O território é a área de abrangência pela qual eu sou responsável, lá fazemos muitas palestras, a gente faz educação em saúde de acordo com o tipo de população que se encontra nele (E1). Na minha concepção o território é a área em que eu atuo, levando em consideração a relação educacional com a população. Daí, fazemos palestras para levar informações à população e campanhas educacionais (E2). O território é uma área delimitada para o qual são atribuídas as nossas atividades, tem uma comunidade sob a nossa responsabilidade que merece informação em saúde. Por isso, temos campanhas todo mês que abordam assuntos como saúde mental, saúde da mulher, álcool e drogas (E3).

O território é um lugar que utilizamos para organizar os serviços de saúde, principalmente a educação em saúde no cuidado com as mulheres. Assim, nós conseguimos realizar as palestras, rodas de conversa, orientações individuais com as gestantes (E4). A nossa unidade tem seu território de atuação pré-determinado, tudo o que acontece dentro dessa área, todos os cuidados, assim como as escolas que estão dentro, a gente responde por ela. Então, fazemos campanhas educacionais todos os meses de acordo com o tema proposto, como o janeiro branco (conscientização da saúde mental), por exemplo, aí fazemos palestras abordando os temas (E5).

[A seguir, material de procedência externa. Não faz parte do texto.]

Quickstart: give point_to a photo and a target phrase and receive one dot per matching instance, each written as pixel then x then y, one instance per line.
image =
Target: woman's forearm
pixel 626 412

O território serve para gente saber onde vamos atuar. A questão do território também ajuda muito para que eu não invada uma outra área e nem deixe que pessoas que sejam da minha área estejam indo para outra área; hoje fazemos muita educação em saúde com campanhas e palestras educativas (E6).

As nossas práticas no território, no meu ponto de vista, são educacionais desenvolvidas na área de abrangência onde eu, como enfermeiro, sou responsável, os temas são abordados em cada mês juntamente com as campanhas, onde damos suporte e acompanhamento as famílias (E7).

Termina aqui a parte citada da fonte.